No new oil refineries have been built in the US in more than 40 years, although some existing refineries have increased their capacity.

Despite the steady declines, the US has the largest refining capacity in the world that currently stands at 15.8 million barrels per day (bpd ) — out of a total global refining capacity of about 100 million bpd. 

However, that market share is also in retreat, with the US portion of the global total falling from 23 percent in 2005 to 16 percent lately. One of the reasons for this trend is the weakness in US refinery earnings amid intense regulatory and environmental pressure.

The decline of the sector can be traced back to 1981 and the deregulation of refineries which eliminated price controls and removed historical government support for many marginally profitable and smaller facilities.

The Clean Air Act of 1990 forced more refiners under after failing to implement a number of costly measures to reduce their impact on the environment.

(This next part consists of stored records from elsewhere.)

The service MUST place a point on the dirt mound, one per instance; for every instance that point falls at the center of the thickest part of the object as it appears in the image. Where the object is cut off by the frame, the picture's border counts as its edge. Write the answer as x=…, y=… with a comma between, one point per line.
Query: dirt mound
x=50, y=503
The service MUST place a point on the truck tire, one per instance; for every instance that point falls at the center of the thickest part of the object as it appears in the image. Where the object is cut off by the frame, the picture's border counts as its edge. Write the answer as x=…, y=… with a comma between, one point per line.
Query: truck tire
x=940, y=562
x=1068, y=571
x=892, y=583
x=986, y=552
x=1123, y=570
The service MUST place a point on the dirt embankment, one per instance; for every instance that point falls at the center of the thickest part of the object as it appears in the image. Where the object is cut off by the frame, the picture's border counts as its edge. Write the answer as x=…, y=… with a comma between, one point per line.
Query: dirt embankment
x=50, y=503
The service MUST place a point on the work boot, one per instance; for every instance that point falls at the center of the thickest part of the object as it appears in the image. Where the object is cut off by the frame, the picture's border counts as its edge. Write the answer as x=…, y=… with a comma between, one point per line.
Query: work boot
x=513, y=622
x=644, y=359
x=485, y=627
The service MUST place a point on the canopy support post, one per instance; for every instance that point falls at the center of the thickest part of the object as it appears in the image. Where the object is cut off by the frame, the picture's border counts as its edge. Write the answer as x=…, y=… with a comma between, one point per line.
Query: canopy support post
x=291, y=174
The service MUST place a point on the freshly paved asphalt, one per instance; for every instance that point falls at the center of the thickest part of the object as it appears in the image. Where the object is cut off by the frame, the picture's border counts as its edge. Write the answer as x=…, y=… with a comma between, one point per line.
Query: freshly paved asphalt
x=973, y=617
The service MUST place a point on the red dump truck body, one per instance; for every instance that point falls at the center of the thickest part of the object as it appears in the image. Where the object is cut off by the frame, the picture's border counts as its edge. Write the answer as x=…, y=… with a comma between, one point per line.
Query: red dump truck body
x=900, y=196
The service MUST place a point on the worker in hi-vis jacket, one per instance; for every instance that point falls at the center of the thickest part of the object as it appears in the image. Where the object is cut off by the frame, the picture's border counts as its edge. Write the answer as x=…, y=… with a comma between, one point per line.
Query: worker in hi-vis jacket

In recent years, some smaller, less efficient refineries have needed additional investments for environmental reasons and in order to stay in business. Some concluded that the required investment would not justify the expected returns and so elected to shutter.

Last week a massive fire at the Philadelphia Energy Solutions Inc. oil refinery in Pennsylvania resulted in the complete destruction of its alkylation unit. Alkylates are a key part of the gasoline manufacturing process and the timing of the fire coming into the high demand summer season is not good.

Last week gasoline demand in the US reached a record high.

While the impact of the outage is not yet fully clear, it could hinder the supply of gasoline from the US east coast’s largest refinery and is a reminder of how such isolated incidents can disrupt the market.